If we observe correctly, there are some cases where there are no amenities providedm but the price of the listing is high, one such example is the listing of the camper at Beacon hill. Another listing with no amenities provided are tent and tree houses. Let us first take a look at them.
no_amenity_list = list(listings_new[listings_new.Total_amenities==0].property_type.unique())
print(no_amenity_list)
['Apartment', 'House', 'Treehouse', 'Tent', 'Camper/RV', 'Bed & Breakfast']
So, there are listings of apartments, houses with none of the amenities provided. As we can directly infer that the rentals of the tent can not be high, we are excluding them from further analysis.
no_amenity_list.remove('Tent')
no_amenity_list
['Apartment', 'House', 'Treehouse', 'Camper/RV', 'Bed & Breakfast']
Now our goal is to find the neighbourhoods vs price for this property types.
#Exctracting the info needed.
df = listings_new[(listings_new.property_type.isin(no_amenity_list)) & (listings_new.Total_amenities==0)].loc[:,['neighbourhood_group_cleansed', 'property_type' ,'room_type','price']]
df.shape
(41, 4)
fig = px.scatter(df,
x = 'neighbourhood_group_cleansed',
y = 'price',
color='property_type',
hover_data=['room_type'],)
fig.show()
So, by using the advantage of plotly, we can find the highest price of each property type in the neighbourhood. The results are obtained in the following table.
Neighbourhood | Property Type | Price |
---|---|---|
Downtown | Apartment | 300 |
West Seattle | House | 350 |
West Seattle | Treehouse | 55 |
Beacon Hill | Camper\RV | 375 |
Capitol Hill | Bed & Breakfast | 165 |
But one thing that is to be noted that there might be the influence of some excluded factors like Square_feet of the houses or areas that might play a big role in this parameters. However, to limit the scope of the analysis, they are not being considered.
nbhood_listings = listings_new.loc[:,['neighbourhood_group_cleansed', 'property_type']]
nbhood_listings = nbhood_listings.groupby('neighbourhood_group_cleansed').value_counts()
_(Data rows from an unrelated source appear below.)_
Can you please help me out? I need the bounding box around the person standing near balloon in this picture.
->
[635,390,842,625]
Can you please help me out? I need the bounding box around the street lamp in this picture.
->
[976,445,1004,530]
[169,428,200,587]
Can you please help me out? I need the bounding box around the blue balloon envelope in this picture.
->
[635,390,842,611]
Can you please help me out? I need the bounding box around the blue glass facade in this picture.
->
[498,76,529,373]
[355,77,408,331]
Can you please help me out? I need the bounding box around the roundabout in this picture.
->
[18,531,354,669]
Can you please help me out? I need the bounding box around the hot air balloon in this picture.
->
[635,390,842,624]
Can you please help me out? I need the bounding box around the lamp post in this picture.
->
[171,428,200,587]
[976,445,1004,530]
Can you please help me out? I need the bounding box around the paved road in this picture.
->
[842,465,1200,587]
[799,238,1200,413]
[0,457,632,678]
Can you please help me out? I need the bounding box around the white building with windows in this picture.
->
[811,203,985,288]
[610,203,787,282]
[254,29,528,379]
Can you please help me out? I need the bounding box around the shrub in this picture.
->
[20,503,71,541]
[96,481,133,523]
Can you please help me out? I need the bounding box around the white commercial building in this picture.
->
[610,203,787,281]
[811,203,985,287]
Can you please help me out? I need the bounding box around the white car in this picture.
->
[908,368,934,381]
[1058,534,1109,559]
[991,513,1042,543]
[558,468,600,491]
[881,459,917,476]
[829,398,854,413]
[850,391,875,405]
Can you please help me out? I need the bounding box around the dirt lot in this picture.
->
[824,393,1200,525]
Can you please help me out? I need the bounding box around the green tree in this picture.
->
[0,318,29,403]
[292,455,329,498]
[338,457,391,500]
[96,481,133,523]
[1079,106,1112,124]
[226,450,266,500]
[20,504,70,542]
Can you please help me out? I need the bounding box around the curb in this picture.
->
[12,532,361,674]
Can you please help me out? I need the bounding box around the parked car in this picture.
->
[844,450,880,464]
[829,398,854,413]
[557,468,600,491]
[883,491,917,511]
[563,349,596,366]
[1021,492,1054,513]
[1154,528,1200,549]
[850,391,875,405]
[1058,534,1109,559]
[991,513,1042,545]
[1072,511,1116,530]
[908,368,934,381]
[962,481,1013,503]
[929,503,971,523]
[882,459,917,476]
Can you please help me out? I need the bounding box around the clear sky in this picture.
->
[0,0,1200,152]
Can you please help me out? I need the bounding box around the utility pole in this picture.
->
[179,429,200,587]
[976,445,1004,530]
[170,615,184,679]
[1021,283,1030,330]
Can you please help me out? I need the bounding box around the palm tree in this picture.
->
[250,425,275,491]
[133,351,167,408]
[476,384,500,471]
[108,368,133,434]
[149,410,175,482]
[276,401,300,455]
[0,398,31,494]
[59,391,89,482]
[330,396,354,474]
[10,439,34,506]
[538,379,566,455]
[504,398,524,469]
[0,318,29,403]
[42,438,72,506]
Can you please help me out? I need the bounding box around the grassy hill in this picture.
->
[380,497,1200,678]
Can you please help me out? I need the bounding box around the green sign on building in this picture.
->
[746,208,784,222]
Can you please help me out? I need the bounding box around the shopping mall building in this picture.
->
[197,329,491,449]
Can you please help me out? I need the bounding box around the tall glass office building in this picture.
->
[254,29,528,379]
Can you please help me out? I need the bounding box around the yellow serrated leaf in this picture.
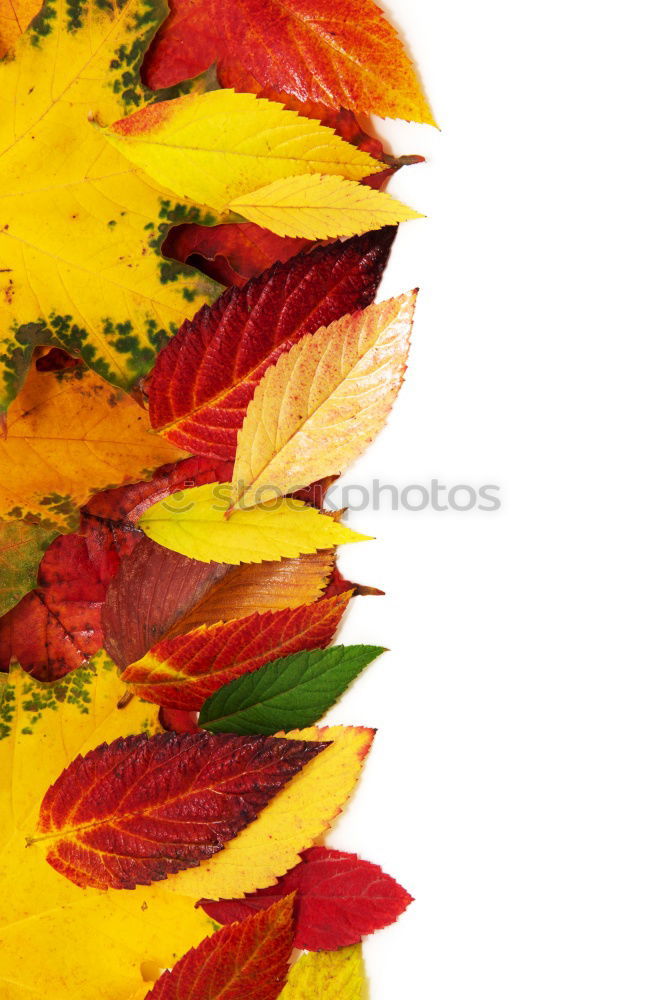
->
[0,367,185,531]
[232,292,416,508]
[0,0,217,409]
[229,175,423,240]
[164,726,375,899]
[138,483,368,565]
[0,656,210,1000]
[105,90,383,217]
[279,944,367,1000]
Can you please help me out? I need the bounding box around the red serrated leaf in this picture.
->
[149,227,396,461]
[122,593,350,711]
[161,222,319,288]
[101,536,230,670]
[198,847,412,951]
[142,0,434,124]
[0,458,232,681]
[35,733,326,889]
[0,525,140,681]
[146,897,296,1000]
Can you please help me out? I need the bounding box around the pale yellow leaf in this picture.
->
[279,944,367,1000]
[138,483,368,565]
[105,90,383,211]
[164,726,375,899]
[0,366,185,531]
[232,292,416,508]
[229,175,423,240]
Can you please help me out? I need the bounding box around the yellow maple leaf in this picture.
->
[278,944,367,1000]
[0,0,42,58]
[138,483,368,565]
[0,654,373,1000]
[0,0,216,408]
[105,90,383,211]
[232,292,416,508]
[0,367,185,531]
[228,174,423,240]
[0,657,211,1000]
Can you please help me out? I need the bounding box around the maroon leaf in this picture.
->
[37,733,328,889]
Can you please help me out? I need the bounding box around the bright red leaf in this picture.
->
[149,227,395,461]
[147,897,298,1000]
[122,593,350,710]
[142,0,434,123]
[35,733,327,889]
[101,536,230,669]
[198,847,412,951]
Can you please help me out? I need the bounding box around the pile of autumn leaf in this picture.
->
[0,0,432,1000]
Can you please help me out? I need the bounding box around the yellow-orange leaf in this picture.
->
[0,367,184,531]
[279,944,367,1000]
[233,292,416,507]
[105,90,383,217]
[164,726,375,899]
[166,549,334,639]
[229,174,422,240]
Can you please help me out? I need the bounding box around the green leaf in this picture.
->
[200,646,384,736]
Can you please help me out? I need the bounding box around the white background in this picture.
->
[330,0,662,1000]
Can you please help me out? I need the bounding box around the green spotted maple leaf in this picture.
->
[0,0,216,409]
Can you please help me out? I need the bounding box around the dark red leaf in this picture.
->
[101,537,230,670]
[35,733,328,889]
[149,227,395,462]
[198,847,412,951]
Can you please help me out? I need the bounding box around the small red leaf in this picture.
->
[146,896,298,1000]
[198,847,412,951]
[122,593,350,710]
[35,733,327,889]
[149,227,395,460]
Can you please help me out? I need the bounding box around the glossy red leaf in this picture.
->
[147,897,296,1000]
[35,733,326,889]
[101,537,230,670]
[198,847,412,951]
[0,525,140,681]
[149,227,395,461]
[122,593,350,711]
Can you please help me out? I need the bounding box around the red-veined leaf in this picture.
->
[201,847,412,951]
[149,227,395,461]
[35,733,326,889]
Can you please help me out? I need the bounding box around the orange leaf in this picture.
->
[143,0,434,124]
[122,593,351,709]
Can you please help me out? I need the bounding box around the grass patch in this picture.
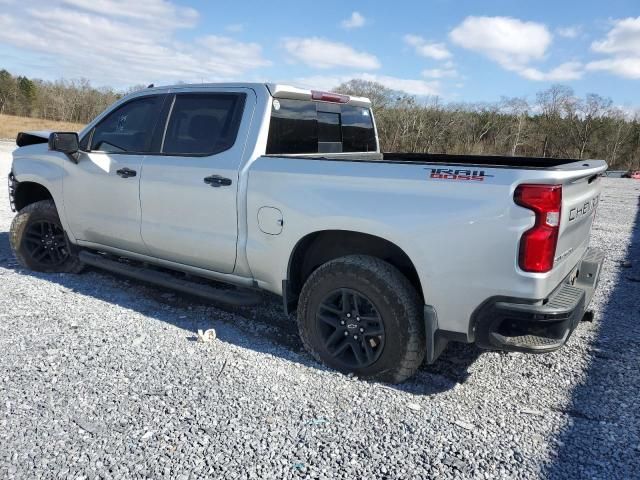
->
[0,115,84,140]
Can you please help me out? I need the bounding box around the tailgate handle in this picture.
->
[204,175,231,187]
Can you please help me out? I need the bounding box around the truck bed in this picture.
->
[266,152,587,169]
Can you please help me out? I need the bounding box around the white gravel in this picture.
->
[0,141,640,479]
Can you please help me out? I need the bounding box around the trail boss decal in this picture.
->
[427,168,493,182]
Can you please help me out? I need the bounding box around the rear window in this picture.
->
[162,93,245,155]
[267,98,376,155]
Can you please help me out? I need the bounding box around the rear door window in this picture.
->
[91,95,164,153]
[162,93,246,156]
[267,98,377,155]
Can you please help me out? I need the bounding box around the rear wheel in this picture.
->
[298,255,426,382]
[9,200,83,273]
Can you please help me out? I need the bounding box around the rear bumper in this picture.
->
[472,248,604,353]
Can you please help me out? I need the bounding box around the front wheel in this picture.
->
[9,200,83,273]
[298,255,426,383]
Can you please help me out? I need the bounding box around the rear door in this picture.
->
[63,94,165,254]
[140,88,256,273]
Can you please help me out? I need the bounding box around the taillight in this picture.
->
[513,184,562,273]
[311,90,350,103]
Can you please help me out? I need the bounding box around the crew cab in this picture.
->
[9,83,607,382]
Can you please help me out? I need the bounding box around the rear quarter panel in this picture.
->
[247,157,556,333]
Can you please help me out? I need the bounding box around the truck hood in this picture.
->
[16,130,51,147]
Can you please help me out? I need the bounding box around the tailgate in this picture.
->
[554,161,606,269]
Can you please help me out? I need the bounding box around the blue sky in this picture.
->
[0,0,640,108]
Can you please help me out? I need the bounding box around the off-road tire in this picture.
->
[297,255,426,383]
[9,200,84,273]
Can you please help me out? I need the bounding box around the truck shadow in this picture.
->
[0,232,480,395]
[541,193,640,479]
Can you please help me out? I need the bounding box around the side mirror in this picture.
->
[49,132,80,163]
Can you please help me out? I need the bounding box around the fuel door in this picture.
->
[258,207,284,235]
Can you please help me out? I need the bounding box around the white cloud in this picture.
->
[293,72,440,96]
[340,12,367,30]
[404,35,451,60]
[556,25,582,38]
[587,17,640,79]
[0,0,270,86]
[449,17,584,82]
[224,23,244,33]
[517,62,584,82]
[591,17,640,55]
[422,68,458,78]
[283,37,380,70]
[587,57,640,80]
[449,17,552,65]
[62,0,199,28]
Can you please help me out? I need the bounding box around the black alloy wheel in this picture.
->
[316,288,385,369]
[24,220,69,267]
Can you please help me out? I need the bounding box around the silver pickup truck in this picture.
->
[9,83,607,382]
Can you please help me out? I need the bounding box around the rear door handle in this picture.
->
[116,167,137,178]
[204,175,231,187]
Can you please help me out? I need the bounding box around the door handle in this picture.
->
[204,175,231,187]
[116,167,137,178]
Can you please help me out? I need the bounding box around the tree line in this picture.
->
[336,80,640,170]
[0,70,640,170]
[0,70,131,123]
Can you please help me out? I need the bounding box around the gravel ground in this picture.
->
[0,140,640,479]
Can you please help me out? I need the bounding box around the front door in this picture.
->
[140,88,255,273]
[63,91,165,254]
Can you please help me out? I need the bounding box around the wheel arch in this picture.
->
[283,230,424,311]
[13,181,55,212]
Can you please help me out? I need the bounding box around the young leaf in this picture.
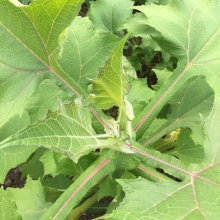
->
[93,35,130,109]
[140,77,214,146]
[134,0,220,136]
[89,0,133,33]
[52,17,120,91]
[118,138,220,220]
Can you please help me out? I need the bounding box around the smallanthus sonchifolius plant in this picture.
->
[0,0,220,220]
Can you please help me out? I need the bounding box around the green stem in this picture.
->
[68,192,98,220]
[41,153,137,220]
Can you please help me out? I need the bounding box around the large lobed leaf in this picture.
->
[0,0,119,179]
[0,102,114,162]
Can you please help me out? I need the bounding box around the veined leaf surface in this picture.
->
[0,102,111,162]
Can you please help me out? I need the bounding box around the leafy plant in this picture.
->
[0,0,220,220]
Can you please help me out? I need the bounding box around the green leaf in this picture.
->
[134,0,220,137]
[98,176,117,201]
[168,129,205,163]
[105,177,205,220]
[0,102,114,162]
[42,174,72,202]
[93,35,130,109]
[122,13,160,51]
[20,148,46,179]
[0,144,36,183]
[0,188,22,220]
[128,79,155,103]
[52,17,120,90]
[89,0,133,33]
[140,77,214,150]
[0,0,82,126]
[6,177,51,220]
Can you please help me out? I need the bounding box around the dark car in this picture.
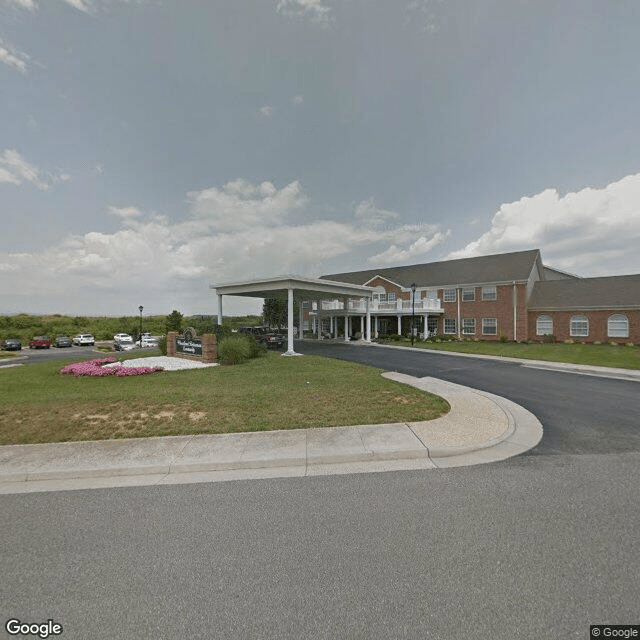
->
[238,327,286,347]
[29,336,51,349]
[4,338,22,351]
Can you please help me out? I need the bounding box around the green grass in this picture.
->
[0,353,449,444]
[380,338,640,369]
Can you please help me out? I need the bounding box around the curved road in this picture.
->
[296,341,640,455]
[0,343,640,640]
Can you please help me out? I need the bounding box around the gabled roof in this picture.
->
[322,249,540,288]
[528,274,640,311]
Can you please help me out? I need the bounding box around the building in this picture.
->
[302,249,640,343]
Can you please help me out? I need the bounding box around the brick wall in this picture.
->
[167,331,218,363]
[438,284,528,341]
[528,309,640,344]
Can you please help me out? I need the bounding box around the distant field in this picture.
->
[380,338,640,369]
[0,353,449,444]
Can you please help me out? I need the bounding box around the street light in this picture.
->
[411,282,416,347]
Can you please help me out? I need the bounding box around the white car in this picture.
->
[113,336,136,351]
[136,333,160,348]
nbhood_listings = nbhood_listings.reset_index().rename(columns={0:'count'})
nbhood_listings.head()
neighbourhood_group_cleansed | property_type | count | |
---|---|---|---|
0 | Ballard | House | 132 |
1 | Ballard | Apartment | 60 |
2 | Ballard | Townhouse | 10 |
3 | Ballard | Condominium | 3 |
4 | Ballard | Loft | 2 |
total_listings = listings_new.loc[:,['neighbourhood_group_cleansed', 'property_type']].groupby('neighbourhood_group_cleansed').count().reset_index()
total_listings = total_listings.rename(columns={'property_type':'tot_count'})
total_listings
neighbourhood_group_cleansed | tot_count | |
---|---|---|
0 | Ballard | 215 |
1 | Beacon Hill | 111 |
2 | Capitol Hill | 528 |
3 | Cascade | 81 |
4 | Central Area | 339 |
5 | Delridge | 78 |
6 | Downtown | 505 |
7 | Interbay | 10 |
8 | Lake City | 61 |
9 | Magnolia | 50 |
10 | Northgate | 73 |
11 | Other neighborhoods | 733 |
12 | Queen Anne | 277 |
13 | Rainier Valley | 148 |
14 | Seward Park | 40 |
15 | University District | 103 |
16 | West Seattle | 183 |
temp = pd.Series(index = range(nbhood_listings.shape[0]))
temp.fillna(0)
for neighbourhood in total_listings.neighbourhood_group_cleansed.to_list():
bool1 = nbhood_listings.neighbourhood_group_cleansed == neighbourhood
bool2 = total_listings.neighbourhood_group_cleansed == neighbourhood
temp[bool1] = nbhood_listings[bool1]['count']/int(total_listings[bool2]['tot_count'])
nbhood_listings['percentage'] = round(100*temp,3)
nbhood_listings.head()
neighbourhood_group_cleansed | property_type | count | percentage | |
---|---|---|---|---|
0 | Ballard | House | 132 | 61.395 |
1 | Ballard | Apartment | 60 | 27.907 |
2 | Ballard | Townhouse | 10 | 4.651 |
3 | Ballard | Condominium | 3 | 1.395 |
4 | Ballard | Loft | 2 | 0.930 |
Since, we have to find the common properties of each neighbourhood, we can exclude those which contribute less than 5% of the count.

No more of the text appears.